Walker, B; Evans, MC; Clearwater, JM; Horne, A; Grey, AB; Reid, IR
Departamento de Medicina, Universidad de Auckland, Auckland, Nueva Zelanda
Arch Intern Med. 2000; 160: 2161-2166

Introducción
El hiperparatiroidismo primario afecta hasta el 3% de las mujeres posmenopáusicas y muchas de éstas son asintomáticas.
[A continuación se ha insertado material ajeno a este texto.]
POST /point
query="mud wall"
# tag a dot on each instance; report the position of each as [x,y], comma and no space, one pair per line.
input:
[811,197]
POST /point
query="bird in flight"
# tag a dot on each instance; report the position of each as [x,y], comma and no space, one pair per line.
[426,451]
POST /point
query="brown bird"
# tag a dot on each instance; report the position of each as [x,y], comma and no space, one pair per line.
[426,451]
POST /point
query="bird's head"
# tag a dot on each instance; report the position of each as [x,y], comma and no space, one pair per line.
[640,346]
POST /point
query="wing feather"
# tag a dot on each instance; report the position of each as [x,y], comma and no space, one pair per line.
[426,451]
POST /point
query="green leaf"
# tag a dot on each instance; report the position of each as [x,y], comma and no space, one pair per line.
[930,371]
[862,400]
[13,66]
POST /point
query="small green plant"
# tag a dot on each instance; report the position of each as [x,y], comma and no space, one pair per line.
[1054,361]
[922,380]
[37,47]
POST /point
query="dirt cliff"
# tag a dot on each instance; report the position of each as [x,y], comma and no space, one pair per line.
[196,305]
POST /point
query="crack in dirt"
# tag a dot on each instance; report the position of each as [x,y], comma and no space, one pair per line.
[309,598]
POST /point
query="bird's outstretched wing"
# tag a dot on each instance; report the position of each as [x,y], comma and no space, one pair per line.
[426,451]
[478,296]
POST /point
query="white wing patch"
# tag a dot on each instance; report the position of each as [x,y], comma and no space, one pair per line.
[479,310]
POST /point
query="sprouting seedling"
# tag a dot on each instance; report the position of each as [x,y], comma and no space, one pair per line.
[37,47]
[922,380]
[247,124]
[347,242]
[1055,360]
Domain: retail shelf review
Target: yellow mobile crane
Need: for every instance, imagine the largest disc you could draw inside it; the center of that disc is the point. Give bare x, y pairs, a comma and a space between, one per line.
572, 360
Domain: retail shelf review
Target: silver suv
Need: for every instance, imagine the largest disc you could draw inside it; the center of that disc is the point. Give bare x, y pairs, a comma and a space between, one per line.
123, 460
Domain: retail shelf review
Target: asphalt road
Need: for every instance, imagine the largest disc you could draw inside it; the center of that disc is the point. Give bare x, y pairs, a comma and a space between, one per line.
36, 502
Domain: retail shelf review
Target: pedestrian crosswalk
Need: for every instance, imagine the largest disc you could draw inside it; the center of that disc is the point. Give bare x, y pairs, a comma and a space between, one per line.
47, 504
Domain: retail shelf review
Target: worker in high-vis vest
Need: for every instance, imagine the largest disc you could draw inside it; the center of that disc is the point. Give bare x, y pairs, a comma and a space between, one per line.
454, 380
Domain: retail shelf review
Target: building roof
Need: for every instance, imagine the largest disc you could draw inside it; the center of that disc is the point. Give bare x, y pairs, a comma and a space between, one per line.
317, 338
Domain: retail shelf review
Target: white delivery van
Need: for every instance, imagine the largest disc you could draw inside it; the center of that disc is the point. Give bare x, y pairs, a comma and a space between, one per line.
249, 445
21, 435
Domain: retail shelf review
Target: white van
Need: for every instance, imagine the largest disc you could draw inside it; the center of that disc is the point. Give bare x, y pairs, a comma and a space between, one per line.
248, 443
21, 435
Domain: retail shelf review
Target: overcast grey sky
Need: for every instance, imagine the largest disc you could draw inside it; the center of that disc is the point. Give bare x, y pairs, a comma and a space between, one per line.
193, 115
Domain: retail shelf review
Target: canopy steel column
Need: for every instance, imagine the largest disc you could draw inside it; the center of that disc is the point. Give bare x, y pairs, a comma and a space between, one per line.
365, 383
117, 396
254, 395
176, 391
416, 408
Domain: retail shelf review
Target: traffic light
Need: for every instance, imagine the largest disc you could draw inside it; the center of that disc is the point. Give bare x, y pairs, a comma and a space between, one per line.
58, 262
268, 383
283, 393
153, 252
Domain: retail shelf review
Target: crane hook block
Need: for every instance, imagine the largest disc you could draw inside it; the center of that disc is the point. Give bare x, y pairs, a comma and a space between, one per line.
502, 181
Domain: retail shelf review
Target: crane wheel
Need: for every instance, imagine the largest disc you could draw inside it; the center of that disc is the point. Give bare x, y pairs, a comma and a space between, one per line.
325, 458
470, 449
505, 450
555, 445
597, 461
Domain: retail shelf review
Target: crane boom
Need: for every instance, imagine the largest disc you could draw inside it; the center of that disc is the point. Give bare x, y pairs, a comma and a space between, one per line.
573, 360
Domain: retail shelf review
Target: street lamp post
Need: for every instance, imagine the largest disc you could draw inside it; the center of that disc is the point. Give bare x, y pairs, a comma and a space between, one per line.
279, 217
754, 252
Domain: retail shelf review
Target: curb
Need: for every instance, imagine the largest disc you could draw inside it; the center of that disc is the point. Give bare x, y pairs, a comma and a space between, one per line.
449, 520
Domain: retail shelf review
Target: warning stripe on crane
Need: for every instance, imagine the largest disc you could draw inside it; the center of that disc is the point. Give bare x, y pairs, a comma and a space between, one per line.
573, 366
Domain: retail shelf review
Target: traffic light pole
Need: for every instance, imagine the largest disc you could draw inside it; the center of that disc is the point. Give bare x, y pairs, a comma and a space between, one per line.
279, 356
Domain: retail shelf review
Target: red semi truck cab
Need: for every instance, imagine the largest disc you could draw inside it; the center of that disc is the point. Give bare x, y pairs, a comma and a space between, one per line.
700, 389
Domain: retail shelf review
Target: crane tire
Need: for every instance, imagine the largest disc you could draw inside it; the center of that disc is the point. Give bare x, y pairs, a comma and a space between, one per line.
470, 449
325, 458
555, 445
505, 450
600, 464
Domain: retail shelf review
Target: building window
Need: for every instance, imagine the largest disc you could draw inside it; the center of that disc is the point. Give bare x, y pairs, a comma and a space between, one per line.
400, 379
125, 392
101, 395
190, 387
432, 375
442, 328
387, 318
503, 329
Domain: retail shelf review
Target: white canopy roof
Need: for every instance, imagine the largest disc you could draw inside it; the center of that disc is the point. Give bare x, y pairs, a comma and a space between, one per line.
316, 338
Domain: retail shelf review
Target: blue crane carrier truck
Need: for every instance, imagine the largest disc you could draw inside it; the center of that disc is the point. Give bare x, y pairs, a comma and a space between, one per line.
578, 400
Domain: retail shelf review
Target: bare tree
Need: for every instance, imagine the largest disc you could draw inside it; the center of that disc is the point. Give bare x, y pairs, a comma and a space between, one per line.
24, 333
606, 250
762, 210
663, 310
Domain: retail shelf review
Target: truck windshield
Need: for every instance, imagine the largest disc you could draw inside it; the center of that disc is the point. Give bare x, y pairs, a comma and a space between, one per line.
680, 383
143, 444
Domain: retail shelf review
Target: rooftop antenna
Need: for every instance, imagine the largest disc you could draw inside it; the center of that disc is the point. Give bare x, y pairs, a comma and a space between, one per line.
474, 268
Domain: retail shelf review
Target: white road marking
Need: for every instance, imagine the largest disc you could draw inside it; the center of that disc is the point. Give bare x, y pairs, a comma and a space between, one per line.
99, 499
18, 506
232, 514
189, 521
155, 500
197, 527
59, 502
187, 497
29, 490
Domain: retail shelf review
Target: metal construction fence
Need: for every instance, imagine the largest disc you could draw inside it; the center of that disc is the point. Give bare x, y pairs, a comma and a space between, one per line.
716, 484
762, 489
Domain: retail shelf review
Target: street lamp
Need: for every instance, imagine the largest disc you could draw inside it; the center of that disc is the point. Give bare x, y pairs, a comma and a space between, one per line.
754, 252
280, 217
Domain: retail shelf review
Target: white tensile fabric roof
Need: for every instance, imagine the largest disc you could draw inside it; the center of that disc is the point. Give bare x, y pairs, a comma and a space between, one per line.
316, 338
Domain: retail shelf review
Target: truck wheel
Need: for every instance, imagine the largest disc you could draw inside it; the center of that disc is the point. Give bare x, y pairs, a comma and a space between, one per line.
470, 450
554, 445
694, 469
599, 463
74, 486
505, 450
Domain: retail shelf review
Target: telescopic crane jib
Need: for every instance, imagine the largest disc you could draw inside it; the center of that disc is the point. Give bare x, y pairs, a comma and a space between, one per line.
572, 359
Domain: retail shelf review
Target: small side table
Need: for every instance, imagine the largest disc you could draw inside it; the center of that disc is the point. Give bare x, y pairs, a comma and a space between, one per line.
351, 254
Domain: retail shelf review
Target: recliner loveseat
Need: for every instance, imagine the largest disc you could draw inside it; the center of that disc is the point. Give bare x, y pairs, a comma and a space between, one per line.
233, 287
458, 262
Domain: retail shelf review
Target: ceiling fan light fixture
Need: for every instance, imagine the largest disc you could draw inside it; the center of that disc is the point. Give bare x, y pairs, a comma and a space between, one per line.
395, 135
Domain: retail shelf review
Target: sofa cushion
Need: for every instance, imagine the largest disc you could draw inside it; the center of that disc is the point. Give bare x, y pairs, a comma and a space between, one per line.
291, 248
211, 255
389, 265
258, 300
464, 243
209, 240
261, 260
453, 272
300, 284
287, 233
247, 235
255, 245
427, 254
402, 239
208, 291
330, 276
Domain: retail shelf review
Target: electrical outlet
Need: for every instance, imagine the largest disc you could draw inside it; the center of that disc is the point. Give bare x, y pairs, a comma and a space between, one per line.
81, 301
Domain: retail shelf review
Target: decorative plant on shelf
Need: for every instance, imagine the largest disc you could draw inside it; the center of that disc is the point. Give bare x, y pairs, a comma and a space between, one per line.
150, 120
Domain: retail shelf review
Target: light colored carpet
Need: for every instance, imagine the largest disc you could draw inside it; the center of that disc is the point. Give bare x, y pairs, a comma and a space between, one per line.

Como los resultados de los estudios prospectivos han sugerido que la historia natural del hiperparatiroidismo primario asintomático es benigna en la mayoría de los individuos, el tratamiento conservador sin la cirugía es una opción.La osteoporosis ha sido una indicación para la paratiroidectomía, y la cirugía resulta en un incremento de la densidad mineral ósea. Sin embargo, el tratamiento hormonal de reemplazo también incrementa sustancialmente la densidad ósea en mujeres posmenopáusicas con hiperparatiroidismo primario

Objetivo:
Comparar las tasas de perdida ósea con y sin tratamiento hormonal de reemplazo en mujeres mujeres posmenopáusicas con hiperparatiroidismo primario leve. 

Población y Métodos
-33 mujeres (17 que recibían tratamiento activo y 6 que recibían placebo) que completaron una comparación del tratamiento hormonal de reemplazo con el placebo a 2 años fueron invitadas a una extensión de 2 años adicionales. 23 (11 con tratamiento activo y 12 con placebo) acordaron en continuar el estudio ciego. Todas las 23 pacientes que entraron en la extensión la completaron. 
-La hipercalcemia fue detectada en los análisis de sangre de rutina y el hiperparatiroidismo primario fue confirmado por la presencia de una elevación concomitante del calcio iónico sérico y de la PTH intacta.
-La densitometría basal en varios sitios fue más baja en aquellos randomizados en tratamiento hormonal de reemplazo comparado con aquellos que tomaban placebo.
-Datos densitométricos de 50 mujeres sanas de edad comparable que recibían placebo solo en estudios de prevención de pérdida ósea posmenopáusica. Ellas fueron estudiadas usando el mismo densitómetro y durante el mismo período que los pacientes con hiperparatiroidismo. Sus características basales fueron comparables a las de aquellos pacientes con hiperparatiroidismo, excepto con respecto al índice de masa corporal y la ingesta de calcio. 
-En los segundos dos años de estudio, los pacientes continuaron su tratamiento previamente asignados (ya sea estrógenos conjugados equinos 0,625 mg/día y acetato de medroxiprogesterona 5 mg/día, ó placebo).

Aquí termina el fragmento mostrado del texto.